So, what are you going to do with the rest of your life?

It's about that time of year when the 4th year students are sending out their applications for residency. It's always interesting to find out what people are going to do with their lives, especially the students that I worked with, to see if my predictions were right.

I do alright. I usually bat about 0.400, which isn't too bad considering. The surgeons kind of stand out usually. The family practice folks stand out as well. The medicine nerds are pretty consistent. Anyway, around about now, advice comes as easily as toilet paper.

My advice to medical students is always the same: you have to love the pathology. People tell me all this shit about shift hours, good pay, no call, or radiology (nuff said), and all sorts of other things. Here's the thing though. 4 years of undergraduate education. 4 years of medical school. A minimum of 3 years of training. A potential career of 30+ years. We work too damn hard to do something we hate.

But if you love the pathology, you can do the job. You can make the hours work. You can make the time. But you can't learn to love a career you hate. So if you love treating hypertension, you'll be okay. If you love cutting out gallbladders, you'll be aces. If you love looking at CT scans of the abdomen, you'll do alright.
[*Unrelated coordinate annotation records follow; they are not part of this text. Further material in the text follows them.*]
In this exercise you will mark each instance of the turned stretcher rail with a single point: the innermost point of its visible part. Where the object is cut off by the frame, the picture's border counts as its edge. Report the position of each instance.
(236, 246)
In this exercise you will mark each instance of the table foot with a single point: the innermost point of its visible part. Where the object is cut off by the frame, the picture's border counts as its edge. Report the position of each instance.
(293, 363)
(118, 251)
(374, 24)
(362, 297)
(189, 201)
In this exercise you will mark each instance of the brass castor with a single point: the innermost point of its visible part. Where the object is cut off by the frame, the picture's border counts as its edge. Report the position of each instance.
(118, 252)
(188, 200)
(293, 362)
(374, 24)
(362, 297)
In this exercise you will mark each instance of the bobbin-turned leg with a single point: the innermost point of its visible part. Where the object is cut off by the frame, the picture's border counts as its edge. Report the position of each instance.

If you love treating kids, then you'll be fine.

You are exceptionally fortunate that you can choose what you want to do, so why wouldn't you do something you love? Find what you love. Do it.
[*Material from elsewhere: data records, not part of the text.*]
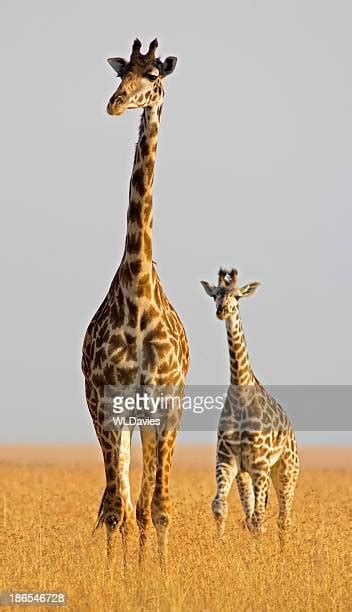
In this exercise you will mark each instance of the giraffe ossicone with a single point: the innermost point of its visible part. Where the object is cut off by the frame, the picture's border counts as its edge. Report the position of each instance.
(136, 337)
(256, 442)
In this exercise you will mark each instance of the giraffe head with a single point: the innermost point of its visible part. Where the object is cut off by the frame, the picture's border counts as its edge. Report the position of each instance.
(141, 79)
(227, 294)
But if you're picking your career based on hours or shift work or pay, you'll never be happy, because you'll spend every moment you're at work wishing you were somewhere else. And that's fine if you're a high school dropout mopping floors or stripping at the titty bar. Then feel free to hate your job and life. But what a fantastic waste of your life if you put in 11 years of education and $100k+ of debt just to have the same satisfaction in your work as a high school dropout. Is it any wonder that the folks going into ER just for shift work end up burning out?